However, I don't have the expertise to answer how vulnerable Qubes boot is to such a Kubuntu owning, nor whether a Maid or USB attack under Kubuntu could impact Qubes.

Seems prudent to execute one's favourite boot checksum verification process - you're still owned, but at least you find out that you are.

Certainly a good question - a link in the article to the answer of which would be appreciated.

"how about running Qubes from a USB 3.0 drive, which you remove when using Ubuntu (or whatever other OS is on the computer’s internal disk)?"

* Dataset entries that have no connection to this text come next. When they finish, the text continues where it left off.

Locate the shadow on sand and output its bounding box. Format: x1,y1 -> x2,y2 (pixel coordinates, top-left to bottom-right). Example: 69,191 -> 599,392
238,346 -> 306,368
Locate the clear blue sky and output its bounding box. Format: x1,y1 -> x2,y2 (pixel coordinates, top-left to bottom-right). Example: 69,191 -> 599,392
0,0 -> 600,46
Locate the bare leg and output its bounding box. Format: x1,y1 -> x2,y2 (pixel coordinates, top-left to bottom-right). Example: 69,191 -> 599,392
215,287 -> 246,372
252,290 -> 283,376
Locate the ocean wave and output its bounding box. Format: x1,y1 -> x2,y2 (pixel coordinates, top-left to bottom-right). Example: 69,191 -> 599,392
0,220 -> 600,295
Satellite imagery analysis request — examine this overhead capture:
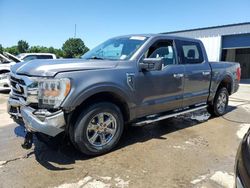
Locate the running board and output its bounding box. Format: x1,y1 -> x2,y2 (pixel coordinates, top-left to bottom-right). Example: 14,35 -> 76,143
134,105 -> 207,126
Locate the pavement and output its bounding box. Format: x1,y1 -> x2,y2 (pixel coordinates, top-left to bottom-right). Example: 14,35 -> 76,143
0,84 -> 250,188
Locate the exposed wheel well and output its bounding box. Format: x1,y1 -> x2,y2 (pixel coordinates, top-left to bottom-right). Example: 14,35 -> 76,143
217,76 -> 232,95
0,70 -> 10,74
70,92 -> 130,127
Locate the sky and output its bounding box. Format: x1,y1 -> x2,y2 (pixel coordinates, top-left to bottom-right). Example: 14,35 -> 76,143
0,0 -> 250,48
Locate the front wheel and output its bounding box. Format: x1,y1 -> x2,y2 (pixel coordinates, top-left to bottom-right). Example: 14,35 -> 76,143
71,102 -> 124,155
207,87 -> 229,116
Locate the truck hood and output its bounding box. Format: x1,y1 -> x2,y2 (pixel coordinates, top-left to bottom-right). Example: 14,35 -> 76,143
11,59 -> 118,77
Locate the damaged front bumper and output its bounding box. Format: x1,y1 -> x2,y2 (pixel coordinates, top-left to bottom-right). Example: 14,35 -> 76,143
8,98 -> 66,137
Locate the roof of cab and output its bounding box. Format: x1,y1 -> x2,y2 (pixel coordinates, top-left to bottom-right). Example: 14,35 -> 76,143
115,34 -> 200,41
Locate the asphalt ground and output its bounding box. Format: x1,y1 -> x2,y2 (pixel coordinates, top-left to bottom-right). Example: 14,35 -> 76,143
0,84 -> 250,188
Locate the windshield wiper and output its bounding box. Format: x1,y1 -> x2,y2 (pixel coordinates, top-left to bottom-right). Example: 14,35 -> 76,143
88,56 -> 103,60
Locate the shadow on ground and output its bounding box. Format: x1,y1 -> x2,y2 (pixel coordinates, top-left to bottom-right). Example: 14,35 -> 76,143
26,109 -> 217,171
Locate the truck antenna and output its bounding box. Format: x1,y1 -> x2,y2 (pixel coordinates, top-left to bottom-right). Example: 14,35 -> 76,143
74,24 -> 76,38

Speed. And ... you've disabled all but internal hard drive boot, and passworded the BIOS, already, right? i.e. No USB boot permitted. Else ... Maid vulnerability exists - what's to say some other malicious USB isn't booted without your knowledge, infecting boot ... owning both Ubuntu and Qubes later. Unknowingly.

Micah Lee

December 12, 2015 05:13 PM

If you're dual-booting Ubuntu and Qubes, and an attacker has owned your Ubuntu, they can modify your Qubes's /boot to do an evil maid attack. Specifically, they can replace the cryptsetup binary with a malicious one. So the next time you boot into Qubes and it asks you to type your encryption passphrase, you'll be typing that into the attacker's program rather than the legit one.

If you store Qubes's /boot on removable media like a USB stick, then this won't be possible. However it might be possible for the attacker to update your BIOS firmware from Ubuntu, which could then spy on any OS you use on that hardware, including Qubes.


November 1, 2014 03:26 PM

Have you ever thought of doing a post or video on how to install qubes with the most secure settings for journalists when they are not using TAILS? How to set up NETVMs for a VPN, TOR, and how to route them to each APPVM etc? I'd seriously send you $100 bucks if you did ha.

Tony R.

April 21, 2015 04:35 PM

How does one pronounce "$100 bucks"? Is it one hundred dollars-bucks, or is it one hundred bucks-bucks?


April 23, 2014 08:35 PM

typo: menuenty "Ubuntu" {

should be: menuentry "Ubuntu" {


April 24, 2014 11:56 AM

Thanks, fixed.


May 15, 2015 06:37 AM

Hey, thanks a lot for this! I've just installed Qubes R3 and Ubuntu 14.04 LTS with dual-boot and it worked fine.


February 4, 2016 12:31 PM

I am installing Ubuntu 14 and qubes r3 on an external USB HDD. I partitioned a 2tb HDD with /root then ubuntu ext4 1tb, then unallocated space, then 500 gb fat32 /dos.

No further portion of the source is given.